6. The method according to claim 5, characterized in that, The step of determining the second predicted battery capacity value corresponding to the target battery based on the start time of use, the current time, the specified usage duration, and the target association relationship includes: The historical usage duration of the target battery is determined based on the start time of use and the current time. A new historical usage duration is determined based on the historical usage duration and the specified usage duration; Based on the new historical usage duration and the target correlation, a second predicted battery capacity value corresponding to the target battery is determined.

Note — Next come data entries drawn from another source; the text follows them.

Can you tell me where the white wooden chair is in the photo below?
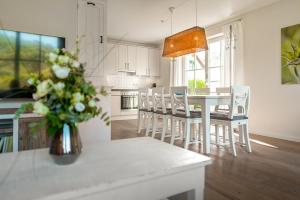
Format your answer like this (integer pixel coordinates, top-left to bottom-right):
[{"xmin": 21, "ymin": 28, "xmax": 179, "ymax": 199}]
[
  {"xmin": 211, "ymin": 86, "xmax": 251, "ymax": 156},
  {"xmin": 195, "ymin": 88, "xmax": 210, "ymax": 94},
  {"xmin": 138, "ymin": 88, "xmax": 153, "ymax": 135},
  {"xmin": 152, "ymin": 87, "xmax": 172, "ymax": 141},
  {"xmin": 170, "ymin": 86, "xmax": 202, "ymax": 149},
  {"xmin": 215, "ymin": 87, "xmax": 231, "ymax": 145}
]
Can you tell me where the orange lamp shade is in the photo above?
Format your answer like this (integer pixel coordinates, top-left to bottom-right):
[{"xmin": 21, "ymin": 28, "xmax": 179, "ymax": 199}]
[{"xmin": 162, "ymin": 26, "xmax": 208, "ymax": 58}]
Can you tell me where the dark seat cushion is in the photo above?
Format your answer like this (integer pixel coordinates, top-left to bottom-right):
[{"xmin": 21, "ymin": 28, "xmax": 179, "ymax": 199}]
[
  {"xmin": 173, "ymin": 111, "xmax": 201, "ymax": 118},
  {"xmin": 210, "ymin": 112, "xmax": 248, "ymax": 121}
]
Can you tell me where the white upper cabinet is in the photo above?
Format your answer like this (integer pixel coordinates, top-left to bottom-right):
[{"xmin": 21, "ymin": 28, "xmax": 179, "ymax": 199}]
[
  {"xmin": 104, "ymin": 43, "xmax": 119, "ymax": 74},
  {"xmin": 118, "ymin": 45, "xmax": 127, "ymax": 71},
  {"xmin": 148, "ymin": 48, "xmax": 160, "ymax": 76},
  {"xmin": 127, "ymin": 46, "xmax": 136, "ymax": 72},
  {"xmin": 74, "ymin": 0, "xmax": 105, "ymax": 77},
  {"xmin": 118, "ymin": 45, "xmax": 136, "ymax": 72},
  {"xmin": 104, "ymin": 43, "xmax": 161, "ymax": 76},
  {"xmin": 136, "ymin": 47, "xmax": 150, "ymax": 76}
]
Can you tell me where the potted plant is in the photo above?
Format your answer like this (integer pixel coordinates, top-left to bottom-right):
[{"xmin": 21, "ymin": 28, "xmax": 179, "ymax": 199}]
[{"xmin": 16, "ymin": 46, "xmax": 110, "ymax": 164}]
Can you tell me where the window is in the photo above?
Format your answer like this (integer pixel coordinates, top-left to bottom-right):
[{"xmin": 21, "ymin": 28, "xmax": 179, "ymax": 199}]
[
  {"xmin": 208, "ymin": 37, "xmax": 225, "ymax": 88},
  {"xmin": 183, "ymin": 36, "xmax": 225, "ymax": 89},
  {"xmin": 0, "ymin": 30, "xmax": 64, "ymax": 90}
]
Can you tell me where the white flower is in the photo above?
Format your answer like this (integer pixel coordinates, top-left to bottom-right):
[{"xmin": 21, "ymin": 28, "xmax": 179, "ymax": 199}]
[
  {"xmin": 34, "ymin": 79, "xmax": 52, "ymax": 98},
  {"xmin": 75, "ymin": 102, "xmax": 85, "ymax": 112},
  {"xmin": 53, "ymin": 82, "xmax": 65, "ymax": 97},
  {"xmin": 52, "ymin": 64, "xmax": 70, "ymax": 79},
  {"xmin": 33, "ymin": 101, "xmax": 49, "ymax": 116},
  {"xmin": 72, "ymin": 92, "xmax": 84, "ymax": 103},
  {"xmin": 48, "ymin": 53, "xmax": 57, "ymax": 62},
  {"xmin": 32, "ymin": 93, "xmax": 39, "ymax": 100},
  {"xmin": 27, "ymin": 78, "xmax": 34, "ymax": 85},
  {"xmin": 88, "ymin": 100, "xmax": 97, "ymax": 108},
  {"xmin": 72, "ymin": 60, "xmax": 80, "ymax": 68},
  {"xmin": 58, "ymin": 56, "xmax": 70, "ymax": 64},
  {"xmin": 53, "ymin": 82, "xmax": 65, "ymax": 91}
]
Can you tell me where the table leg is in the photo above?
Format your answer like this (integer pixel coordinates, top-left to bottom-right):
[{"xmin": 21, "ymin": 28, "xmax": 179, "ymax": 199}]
[{"xmin": 201, "ymin": 99, "xmax": 210, "ymax": 154}]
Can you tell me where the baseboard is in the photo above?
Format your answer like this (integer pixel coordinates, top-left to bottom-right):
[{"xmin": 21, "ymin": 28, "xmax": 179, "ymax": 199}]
[
  {"xmin": 249, "ymin": 130, "xmax": 300, "ymax": 142},
  {"xmin": 111, "ymin": 115, "xmax": 137, "ymax": 121}
]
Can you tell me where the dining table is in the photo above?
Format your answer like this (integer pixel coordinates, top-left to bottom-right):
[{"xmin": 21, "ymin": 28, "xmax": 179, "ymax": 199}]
[{"xmin": 165, "ymin": 93, "xmax": 231, "ymax": 154}]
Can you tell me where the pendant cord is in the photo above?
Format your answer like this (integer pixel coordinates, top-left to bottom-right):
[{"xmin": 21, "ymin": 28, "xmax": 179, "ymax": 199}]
[{"xmin": 195, "ymin": 0, "xmax": 198, "ymax": 26}]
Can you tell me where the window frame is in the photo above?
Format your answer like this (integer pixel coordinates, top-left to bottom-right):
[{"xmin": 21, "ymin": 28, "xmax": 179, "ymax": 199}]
[{"xmin": 182, "ymin": 34, "xmax": 225, "ymax": 88}]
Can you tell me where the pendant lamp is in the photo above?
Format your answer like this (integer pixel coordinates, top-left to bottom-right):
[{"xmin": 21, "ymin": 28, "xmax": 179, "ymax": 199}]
[{"xmin": 162, "ymin": 0, "xmax": 208, "ymax": 58}]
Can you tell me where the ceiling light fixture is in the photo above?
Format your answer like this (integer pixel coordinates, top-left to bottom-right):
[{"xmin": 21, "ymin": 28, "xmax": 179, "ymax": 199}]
[{"xmin": 162, "ymin": 0, "xmax": 208, "ymax": 58}]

7. The method according to claim 6, characterized in that, Determining the target battery capacity value based on the current actual battery capacity value, the first predicted battery capacity value, and the second predicted battery capacity value includes: Obtain the first difference between the first predicted battery capacity value and the second predicted battery capacity value; Obtain a second difference between the current actual battery capacity value of the target battery and the first difference, and use the second difference as the target battery capacity value of the target battery.

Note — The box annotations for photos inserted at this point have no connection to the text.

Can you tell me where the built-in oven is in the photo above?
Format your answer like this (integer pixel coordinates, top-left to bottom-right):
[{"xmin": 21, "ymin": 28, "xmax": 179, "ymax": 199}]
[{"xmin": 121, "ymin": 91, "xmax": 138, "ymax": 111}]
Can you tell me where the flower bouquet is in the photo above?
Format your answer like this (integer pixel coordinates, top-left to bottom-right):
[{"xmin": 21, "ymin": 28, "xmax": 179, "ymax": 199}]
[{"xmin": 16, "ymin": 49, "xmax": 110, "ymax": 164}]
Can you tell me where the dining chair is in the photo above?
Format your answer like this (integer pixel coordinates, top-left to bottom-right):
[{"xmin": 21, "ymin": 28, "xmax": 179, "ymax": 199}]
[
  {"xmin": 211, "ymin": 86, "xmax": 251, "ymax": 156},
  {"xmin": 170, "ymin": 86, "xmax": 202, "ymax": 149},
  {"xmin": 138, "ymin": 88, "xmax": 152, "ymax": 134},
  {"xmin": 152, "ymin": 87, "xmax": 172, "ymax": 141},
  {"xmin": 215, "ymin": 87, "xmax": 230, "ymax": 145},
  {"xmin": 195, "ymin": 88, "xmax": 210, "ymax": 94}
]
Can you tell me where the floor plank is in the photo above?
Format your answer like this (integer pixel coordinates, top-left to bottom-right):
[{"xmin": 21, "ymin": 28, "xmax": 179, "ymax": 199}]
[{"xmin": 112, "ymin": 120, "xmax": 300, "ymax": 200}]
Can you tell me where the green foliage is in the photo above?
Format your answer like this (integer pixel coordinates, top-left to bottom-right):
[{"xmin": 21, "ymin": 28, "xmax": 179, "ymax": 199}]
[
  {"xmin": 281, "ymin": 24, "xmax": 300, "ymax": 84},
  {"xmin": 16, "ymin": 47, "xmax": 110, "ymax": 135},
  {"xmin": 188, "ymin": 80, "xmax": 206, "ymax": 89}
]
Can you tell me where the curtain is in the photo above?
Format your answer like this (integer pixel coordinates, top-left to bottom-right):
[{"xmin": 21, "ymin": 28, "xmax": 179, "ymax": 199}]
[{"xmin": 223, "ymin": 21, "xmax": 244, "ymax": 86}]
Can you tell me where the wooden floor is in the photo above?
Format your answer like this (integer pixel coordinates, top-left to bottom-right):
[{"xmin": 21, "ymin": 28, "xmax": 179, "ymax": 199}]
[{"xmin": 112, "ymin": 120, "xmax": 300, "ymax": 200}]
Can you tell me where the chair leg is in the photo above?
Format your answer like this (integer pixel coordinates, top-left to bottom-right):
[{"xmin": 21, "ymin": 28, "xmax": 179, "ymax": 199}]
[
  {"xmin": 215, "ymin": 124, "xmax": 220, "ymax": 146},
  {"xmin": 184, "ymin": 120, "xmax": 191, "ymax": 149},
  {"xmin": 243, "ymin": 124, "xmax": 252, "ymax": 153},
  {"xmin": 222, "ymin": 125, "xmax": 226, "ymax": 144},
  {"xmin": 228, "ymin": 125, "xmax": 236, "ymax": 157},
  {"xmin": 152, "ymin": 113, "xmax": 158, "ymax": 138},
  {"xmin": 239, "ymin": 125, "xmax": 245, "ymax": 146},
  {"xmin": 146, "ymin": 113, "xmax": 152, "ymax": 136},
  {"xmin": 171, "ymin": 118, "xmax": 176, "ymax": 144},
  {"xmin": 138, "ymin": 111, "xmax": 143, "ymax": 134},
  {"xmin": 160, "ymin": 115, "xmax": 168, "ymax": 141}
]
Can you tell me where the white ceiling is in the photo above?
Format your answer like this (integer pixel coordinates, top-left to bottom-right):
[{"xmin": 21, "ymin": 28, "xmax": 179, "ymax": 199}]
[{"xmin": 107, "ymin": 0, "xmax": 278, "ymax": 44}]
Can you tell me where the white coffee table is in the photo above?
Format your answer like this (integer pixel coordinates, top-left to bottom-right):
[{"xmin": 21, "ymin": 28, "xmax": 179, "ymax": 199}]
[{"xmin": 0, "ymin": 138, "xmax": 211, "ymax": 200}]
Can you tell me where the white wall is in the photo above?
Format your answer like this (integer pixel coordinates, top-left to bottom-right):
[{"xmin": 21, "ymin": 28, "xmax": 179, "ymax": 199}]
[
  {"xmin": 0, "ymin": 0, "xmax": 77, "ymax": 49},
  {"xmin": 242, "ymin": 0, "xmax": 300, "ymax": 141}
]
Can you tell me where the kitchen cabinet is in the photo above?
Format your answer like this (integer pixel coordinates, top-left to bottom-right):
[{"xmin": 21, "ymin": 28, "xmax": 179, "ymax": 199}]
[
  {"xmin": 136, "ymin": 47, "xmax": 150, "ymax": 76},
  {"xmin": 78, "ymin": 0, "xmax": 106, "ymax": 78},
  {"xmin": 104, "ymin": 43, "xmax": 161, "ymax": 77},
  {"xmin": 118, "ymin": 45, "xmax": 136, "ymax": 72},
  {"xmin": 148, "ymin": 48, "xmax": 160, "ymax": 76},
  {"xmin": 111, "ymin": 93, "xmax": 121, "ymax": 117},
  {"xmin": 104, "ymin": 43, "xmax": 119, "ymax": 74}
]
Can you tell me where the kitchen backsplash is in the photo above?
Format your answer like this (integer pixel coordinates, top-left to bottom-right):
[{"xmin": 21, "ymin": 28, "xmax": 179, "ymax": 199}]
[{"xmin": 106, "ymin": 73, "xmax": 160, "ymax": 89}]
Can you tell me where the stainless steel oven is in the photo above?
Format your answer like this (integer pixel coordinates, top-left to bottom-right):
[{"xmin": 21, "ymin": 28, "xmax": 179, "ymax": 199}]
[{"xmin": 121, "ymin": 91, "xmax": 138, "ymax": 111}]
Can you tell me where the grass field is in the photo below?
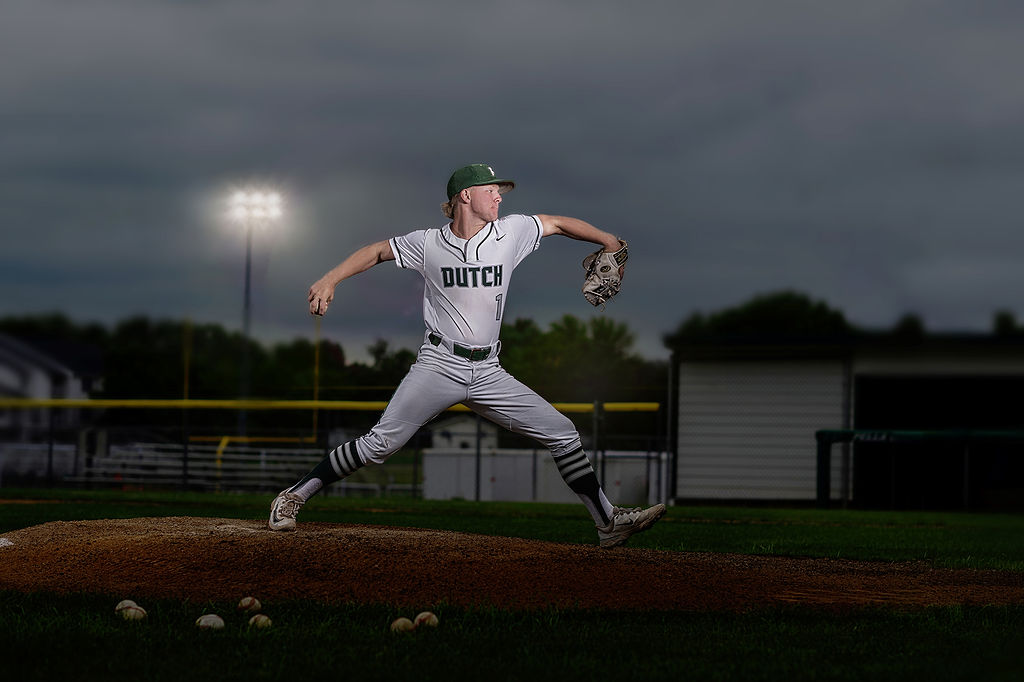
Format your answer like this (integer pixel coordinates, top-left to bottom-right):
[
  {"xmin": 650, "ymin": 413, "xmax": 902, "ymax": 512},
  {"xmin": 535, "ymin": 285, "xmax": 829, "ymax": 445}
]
[{"xmin": 0, "ymin": 488, "xmax": 1024, "ymax": 682}]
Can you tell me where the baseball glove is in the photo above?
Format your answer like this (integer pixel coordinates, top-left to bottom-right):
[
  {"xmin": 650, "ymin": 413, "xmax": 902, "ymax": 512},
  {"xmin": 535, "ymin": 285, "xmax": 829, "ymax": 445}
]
[{"xmin": 583, "ymin": 240, "xmax": 629, "ymax": 305}]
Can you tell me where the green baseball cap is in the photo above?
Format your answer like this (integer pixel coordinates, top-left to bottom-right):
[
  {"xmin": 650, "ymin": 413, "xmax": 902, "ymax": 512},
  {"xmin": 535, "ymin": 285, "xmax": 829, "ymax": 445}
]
[{"xmin": 447, "ymin": 164, "xmax": 515, "ymax": 201}]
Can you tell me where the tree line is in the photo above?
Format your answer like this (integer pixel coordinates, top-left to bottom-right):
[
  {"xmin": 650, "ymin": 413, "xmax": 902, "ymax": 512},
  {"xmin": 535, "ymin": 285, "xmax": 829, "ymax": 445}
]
[{"xmin": 0, "ymin": 313, "xmax": 667, "ymax": 401}]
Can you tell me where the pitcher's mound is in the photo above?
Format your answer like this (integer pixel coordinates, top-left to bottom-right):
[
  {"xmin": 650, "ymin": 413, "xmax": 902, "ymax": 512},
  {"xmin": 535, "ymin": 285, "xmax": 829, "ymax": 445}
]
[{"xmin": 0, "ymin": 517, "xmax": 1024, "ymax": 610}]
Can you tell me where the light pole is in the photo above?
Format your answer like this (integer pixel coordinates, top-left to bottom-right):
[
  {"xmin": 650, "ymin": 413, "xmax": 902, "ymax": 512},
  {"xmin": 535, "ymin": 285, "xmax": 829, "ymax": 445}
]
[{"xmin": 229, "ymin": 189, "xmax": 282, "ymax": 436}]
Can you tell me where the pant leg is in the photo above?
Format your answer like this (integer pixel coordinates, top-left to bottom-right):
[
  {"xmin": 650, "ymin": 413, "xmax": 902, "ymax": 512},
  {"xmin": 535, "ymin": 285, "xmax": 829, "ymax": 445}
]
[
  {"xmin": 465, "ymin": 360, "xmax": 583, "ymax": 456},
  {"xmin": 355, "ymin": 345, "xmax": 468, "ymax": 464}
]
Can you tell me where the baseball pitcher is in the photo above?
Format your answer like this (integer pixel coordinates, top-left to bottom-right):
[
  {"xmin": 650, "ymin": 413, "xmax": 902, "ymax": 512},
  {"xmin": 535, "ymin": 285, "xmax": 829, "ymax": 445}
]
[{"xmin": 269, "ymin": 164, "xmax": 665, "ymax": 547}]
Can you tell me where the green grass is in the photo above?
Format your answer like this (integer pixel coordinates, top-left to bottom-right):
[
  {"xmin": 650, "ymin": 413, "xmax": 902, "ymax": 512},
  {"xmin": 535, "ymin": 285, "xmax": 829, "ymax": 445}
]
[
  {"xmin": 0, "ymin": 488, "xmax": 1024, "ymax": 571},
  {"xmin": 0, "ymin": 592, "xmax": 1024, "ymax": 682},
  {"xmin": 0, "ymin": 488, "xmax": 1024, "ymax": 682}
]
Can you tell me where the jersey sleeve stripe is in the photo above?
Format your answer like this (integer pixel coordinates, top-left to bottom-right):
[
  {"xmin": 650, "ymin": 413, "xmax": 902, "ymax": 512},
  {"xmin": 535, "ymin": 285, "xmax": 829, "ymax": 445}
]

8. A battery capacity value processing device, characterized in that, include: The first determining unit is used to determine at least one first association relationship of the target battery based on the battery model of the target battery of the target vehicle. The first association relationship is used to indicate the change of the battery capacity value of the target battery over time under the influence of an internal battery factor. The second determining unit is used to determine at least one preset second association relationship of the target battery based on at least one target user usage habit feature of the current user on the target battery. The second association relationship is used to indicate the change of the battery capacity value of the target battery over time under the influence of a user usage habit feature. The third determining unit is used to determine at least one third association relationship between the target battery and the target external factor from the third preset association relationship based on the current target external factor of the target battery. The third association relationship is used to indicate the change of the battery capacity value of the target battery over time under the influence of a battery external factor. The fourth determining unit is used to determine the target association relationship corresponding to the target battery based on the first association relationship, the second association relationship, and the third association relationship; The fifth determining unit is used to determine the target battery capacity value of the target battery based on the current time point, the specified usage time, and the target association relationship. The target battery capacity value is the battery capacity value of the target battery after the specified usage time from the current time point.

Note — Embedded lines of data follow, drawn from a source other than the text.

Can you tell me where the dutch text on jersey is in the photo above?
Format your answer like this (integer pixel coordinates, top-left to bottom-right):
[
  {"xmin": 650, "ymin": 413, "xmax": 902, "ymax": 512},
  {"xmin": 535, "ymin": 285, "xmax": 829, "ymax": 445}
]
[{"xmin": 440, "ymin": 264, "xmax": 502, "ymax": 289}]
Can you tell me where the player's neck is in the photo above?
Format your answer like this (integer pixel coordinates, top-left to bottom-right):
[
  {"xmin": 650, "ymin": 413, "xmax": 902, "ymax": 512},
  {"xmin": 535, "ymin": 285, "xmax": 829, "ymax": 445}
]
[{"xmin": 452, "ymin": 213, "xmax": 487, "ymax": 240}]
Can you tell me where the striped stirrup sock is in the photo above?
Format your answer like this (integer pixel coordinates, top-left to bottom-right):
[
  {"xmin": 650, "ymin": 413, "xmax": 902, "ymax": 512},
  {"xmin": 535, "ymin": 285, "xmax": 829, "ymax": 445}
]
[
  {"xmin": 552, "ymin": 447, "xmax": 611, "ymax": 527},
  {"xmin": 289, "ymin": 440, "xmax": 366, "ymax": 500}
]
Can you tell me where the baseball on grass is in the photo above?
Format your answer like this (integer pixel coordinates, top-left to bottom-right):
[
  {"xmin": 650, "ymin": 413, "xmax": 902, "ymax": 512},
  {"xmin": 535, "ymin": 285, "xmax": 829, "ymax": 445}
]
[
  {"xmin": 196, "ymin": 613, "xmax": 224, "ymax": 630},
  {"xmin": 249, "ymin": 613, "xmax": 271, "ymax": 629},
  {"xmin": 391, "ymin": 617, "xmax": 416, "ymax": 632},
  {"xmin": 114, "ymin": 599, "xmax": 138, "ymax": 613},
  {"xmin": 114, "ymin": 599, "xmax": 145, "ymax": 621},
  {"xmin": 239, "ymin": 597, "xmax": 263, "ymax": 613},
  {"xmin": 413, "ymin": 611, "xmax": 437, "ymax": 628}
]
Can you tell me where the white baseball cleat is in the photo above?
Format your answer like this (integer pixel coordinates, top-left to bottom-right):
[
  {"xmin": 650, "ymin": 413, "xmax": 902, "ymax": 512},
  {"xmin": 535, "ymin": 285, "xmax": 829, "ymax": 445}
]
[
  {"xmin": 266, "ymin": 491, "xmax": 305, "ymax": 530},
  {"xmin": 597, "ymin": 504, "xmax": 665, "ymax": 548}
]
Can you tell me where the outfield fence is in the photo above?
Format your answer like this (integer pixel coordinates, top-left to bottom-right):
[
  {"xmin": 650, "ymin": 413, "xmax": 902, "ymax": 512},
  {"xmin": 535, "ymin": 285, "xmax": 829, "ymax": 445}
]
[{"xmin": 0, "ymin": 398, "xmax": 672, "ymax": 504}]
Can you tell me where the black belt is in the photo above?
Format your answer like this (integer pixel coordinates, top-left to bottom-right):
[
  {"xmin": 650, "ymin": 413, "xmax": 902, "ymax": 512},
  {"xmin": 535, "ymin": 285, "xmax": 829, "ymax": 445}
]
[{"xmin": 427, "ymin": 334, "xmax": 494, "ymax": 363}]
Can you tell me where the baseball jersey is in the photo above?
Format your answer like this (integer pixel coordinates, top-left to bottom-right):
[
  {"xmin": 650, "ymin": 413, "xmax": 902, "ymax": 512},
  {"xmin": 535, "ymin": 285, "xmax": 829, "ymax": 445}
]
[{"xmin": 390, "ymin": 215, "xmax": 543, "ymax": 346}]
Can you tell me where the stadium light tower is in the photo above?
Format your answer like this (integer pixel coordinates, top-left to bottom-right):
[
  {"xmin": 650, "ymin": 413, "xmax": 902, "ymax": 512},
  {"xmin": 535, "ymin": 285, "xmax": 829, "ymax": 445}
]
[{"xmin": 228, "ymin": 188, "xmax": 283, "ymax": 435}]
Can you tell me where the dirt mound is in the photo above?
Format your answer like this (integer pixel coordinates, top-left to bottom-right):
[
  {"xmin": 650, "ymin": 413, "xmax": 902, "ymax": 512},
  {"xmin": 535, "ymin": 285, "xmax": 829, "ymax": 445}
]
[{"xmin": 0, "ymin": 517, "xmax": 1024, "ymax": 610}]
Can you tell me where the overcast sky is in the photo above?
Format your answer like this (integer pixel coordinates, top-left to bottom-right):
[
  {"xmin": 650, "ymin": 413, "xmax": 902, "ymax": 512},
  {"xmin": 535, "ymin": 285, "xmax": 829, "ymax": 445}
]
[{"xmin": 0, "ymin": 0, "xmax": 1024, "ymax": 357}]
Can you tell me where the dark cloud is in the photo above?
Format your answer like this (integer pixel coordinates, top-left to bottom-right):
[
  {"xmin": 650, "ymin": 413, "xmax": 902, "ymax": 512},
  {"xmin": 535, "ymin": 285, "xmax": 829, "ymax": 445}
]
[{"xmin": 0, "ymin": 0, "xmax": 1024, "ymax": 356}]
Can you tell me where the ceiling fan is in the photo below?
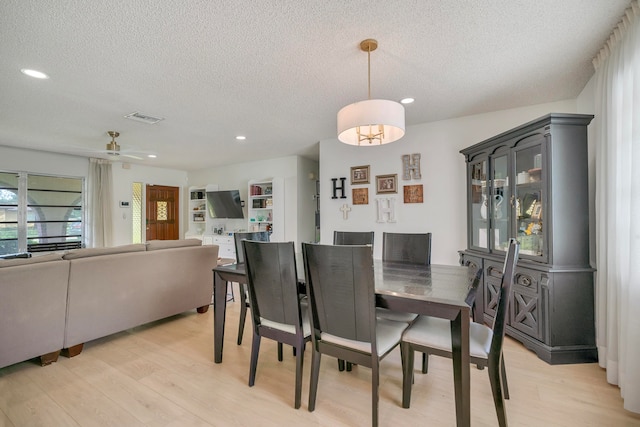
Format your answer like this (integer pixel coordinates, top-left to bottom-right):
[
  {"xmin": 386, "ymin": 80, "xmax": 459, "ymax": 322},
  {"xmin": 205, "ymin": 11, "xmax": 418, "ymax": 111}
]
[{"xmin": 94, "ymin": 130, "xmax": 151, "ymax": 160}]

9. A computer device, characterized in that, The device includes a processor and a memory, the memory storing multiple instructions; the processor loads instructions from the memory to perform the steps of the method for processing the battery capacity value as described in any one of claims 1 to 7.
10. A computer-readable storage medium, characterized in that, The computer-readable storage medium stores a plurality of instructions adapted for loading by a processor to perform the steps of the method for processing the battery capacity value as described in any one of claims 1 to 7.